Researchers have developed a method to generate elemental maps of nanoparticles and soft/biomaterials in frozen solvent using cryo-transmission electron microscopy (cryo-TEM) combined with electron energy loss spectroscopy (EELS). By carefully managing image alignment and drift between exposures, the team from Tohoku University, Japan, reliably detected and mapped key elements – even in nanoparticles as small as 10 nm.
They demonstrated this by mapping silica, carbon, phosphorus, and calcium in biologically relevant systems such as protein-coated nanoparticles and hydroxyapatite.
“It’s a step forward in being able to visualize not just what a sample looks like under cryo conditions, but what it’s made of – with nanometer-scale resolution,” says Koji Yonekura, Professor of Institute of Multidisciplinary Research for Advanced Materials (IMRAM) and co-authors, Daisuke Unabara, Tasuku Hamaguchi and Yohei Sato, of the study.
The new method could enable advanced analysis of various materials, including biomaterials, medical materials, food, catalysts, and inks.
Yonekura and Hamaguchi come from the field of cryo-EM for structural biology – mainly working on proteins. “But in recent years, we’ve seen growing interest from the materials science side, especially from researchers who want to study soft materials and nanoparticles in their native, hydrated states,” say Hamaguchi and Yonekura. “That made us wonder: if cryo-EM is already powerful enough to visualize proteins at near-atomic resolution with very high sensitivity, why not apply the same principles to elemental mapping?”
The main challenge of elemental mapping in frozen solvents is signal-to-noise – frozen water adds background, and the elements researchers usually care about (such as carbon or phosphorus) produce weak signals.
“We realized that the high-resolution, low-dose techniques we use in biology, combined with careful image correction, could help overcome those limitations,” says Yonekura.
“What surprised us most was that we were able to detect extremely weak core-loss signals from the protein coating – despite its high sensitivity to electron irradiation,” he says. “With careful dose management and signal extraction, we managed to pull out reliable elemental information even under such challenging conditions. This finding really expanded our expectations for what’s possible in cryo-EELS of bio and soft materials.”

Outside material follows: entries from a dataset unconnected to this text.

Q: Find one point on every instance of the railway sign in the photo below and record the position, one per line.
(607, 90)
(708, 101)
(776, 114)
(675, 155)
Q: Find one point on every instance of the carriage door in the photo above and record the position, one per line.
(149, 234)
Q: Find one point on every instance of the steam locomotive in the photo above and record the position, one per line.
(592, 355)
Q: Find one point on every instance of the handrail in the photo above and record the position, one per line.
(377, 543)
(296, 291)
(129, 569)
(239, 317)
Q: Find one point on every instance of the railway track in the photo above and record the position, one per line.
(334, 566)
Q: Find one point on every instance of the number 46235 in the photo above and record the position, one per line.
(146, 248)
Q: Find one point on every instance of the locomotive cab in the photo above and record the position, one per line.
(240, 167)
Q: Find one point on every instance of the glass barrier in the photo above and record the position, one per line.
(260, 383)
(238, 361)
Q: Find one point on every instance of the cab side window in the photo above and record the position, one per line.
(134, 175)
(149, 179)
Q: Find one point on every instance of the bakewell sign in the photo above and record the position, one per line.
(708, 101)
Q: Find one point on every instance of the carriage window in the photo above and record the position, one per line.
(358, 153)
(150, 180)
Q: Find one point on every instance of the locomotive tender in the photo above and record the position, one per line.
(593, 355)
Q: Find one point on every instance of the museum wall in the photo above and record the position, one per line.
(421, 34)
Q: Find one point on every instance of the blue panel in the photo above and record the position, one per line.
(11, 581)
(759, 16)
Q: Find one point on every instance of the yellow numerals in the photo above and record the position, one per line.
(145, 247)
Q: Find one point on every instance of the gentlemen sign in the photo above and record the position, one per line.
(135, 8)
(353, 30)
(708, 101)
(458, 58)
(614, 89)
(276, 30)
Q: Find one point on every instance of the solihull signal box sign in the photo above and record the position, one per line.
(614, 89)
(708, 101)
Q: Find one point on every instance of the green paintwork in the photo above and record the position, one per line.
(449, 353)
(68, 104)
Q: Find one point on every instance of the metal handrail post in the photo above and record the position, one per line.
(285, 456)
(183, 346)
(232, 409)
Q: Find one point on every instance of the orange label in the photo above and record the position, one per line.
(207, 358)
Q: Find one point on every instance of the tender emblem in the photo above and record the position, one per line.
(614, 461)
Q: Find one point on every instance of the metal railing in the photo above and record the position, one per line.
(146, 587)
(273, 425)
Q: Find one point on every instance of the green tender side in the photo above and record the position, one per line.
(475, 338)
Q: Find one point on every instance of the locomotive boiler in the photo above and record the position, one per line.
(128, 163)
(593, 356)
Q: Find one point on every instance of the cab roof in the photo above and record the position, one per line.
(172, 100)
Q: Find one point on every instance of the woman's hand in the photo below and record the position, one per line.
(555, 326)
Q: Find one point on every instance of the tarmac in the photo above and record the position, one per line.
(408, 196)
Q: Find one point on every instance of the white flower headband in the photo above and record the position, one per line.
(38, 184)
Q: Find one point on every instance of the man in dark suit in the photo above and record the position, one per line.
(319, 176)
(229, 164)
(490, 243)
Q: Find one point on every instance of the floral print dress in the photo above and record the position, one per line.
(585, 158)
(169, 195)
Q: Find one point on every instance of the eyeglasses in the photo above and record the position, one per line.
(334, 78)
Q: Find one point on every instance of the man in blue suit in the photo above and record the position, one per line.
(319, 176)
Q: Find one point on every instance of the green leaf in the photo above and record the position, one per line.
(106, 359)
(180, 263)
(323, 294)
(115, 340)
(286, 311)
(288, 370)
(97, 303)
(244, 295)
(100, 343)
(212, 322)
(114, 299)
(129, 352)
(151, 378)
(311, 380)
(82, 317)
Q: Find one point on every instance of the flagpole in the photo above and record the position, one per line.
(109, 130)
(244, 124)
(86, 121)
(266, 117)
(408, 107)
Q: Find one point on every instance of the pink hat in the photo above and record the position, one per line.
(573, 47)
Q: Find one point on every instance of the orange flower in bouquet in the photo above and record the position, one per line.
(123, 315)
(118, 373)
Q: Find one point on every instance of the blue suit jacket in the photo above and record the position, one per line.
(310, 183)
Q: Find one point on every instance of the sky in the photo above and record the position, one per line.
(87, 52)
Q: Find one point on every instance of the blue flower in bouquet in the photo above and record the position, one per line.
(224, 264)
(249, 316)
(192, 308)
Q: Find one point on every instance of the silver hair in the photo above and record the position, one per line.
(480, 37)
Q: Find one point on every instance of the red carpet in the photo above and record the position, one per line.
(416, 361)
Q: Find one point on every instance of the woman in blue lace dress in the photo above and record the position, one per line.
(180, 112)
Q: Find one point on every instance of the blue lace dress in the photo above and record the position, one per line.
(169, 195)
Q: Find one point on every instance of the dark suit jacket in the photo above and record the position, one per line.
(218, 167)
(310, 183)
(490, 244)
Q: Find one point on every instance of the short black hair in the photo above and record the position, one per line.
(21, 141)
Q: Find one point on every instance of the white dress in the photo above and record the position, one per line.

The researchers believe that their technique can be immediately applied to liquid-phase bio/soft materials to clarify whether specific elemental components have been successfully introduced, and whether the intended chemical modifications are truly achieved – by combining high-resolution morphological observations with elemental mapping, and doing so without any special treatment.
“We’d like to see many such applications in the near future,” they say. “Being able to directly confirm both structure and composition at the nanoscale would be invaluable for optimizing these materials and understanding their functions.”
The study brought together imaging, spectroscopy, and computational tools – the kind of integration Unabara, Hamaguchi, Sato and Yonekura see as essential for the future of analytical science.
“Analytical challenges today often can’t be solved with a single tool or technique,” they say. “We need hybrid approaches – especially when working at the nanoscale or in complex biological systems. In our case, combining imaging with EELS required careful calibration and computational corrections to get meaningful data. Without image alignment, drift correction, and signal optimization, the maps would’ve been too noisy or inaccurate. So yes, we think the future of analytical science lies in smart integration – where we tailor the method to the question, not the other way around.”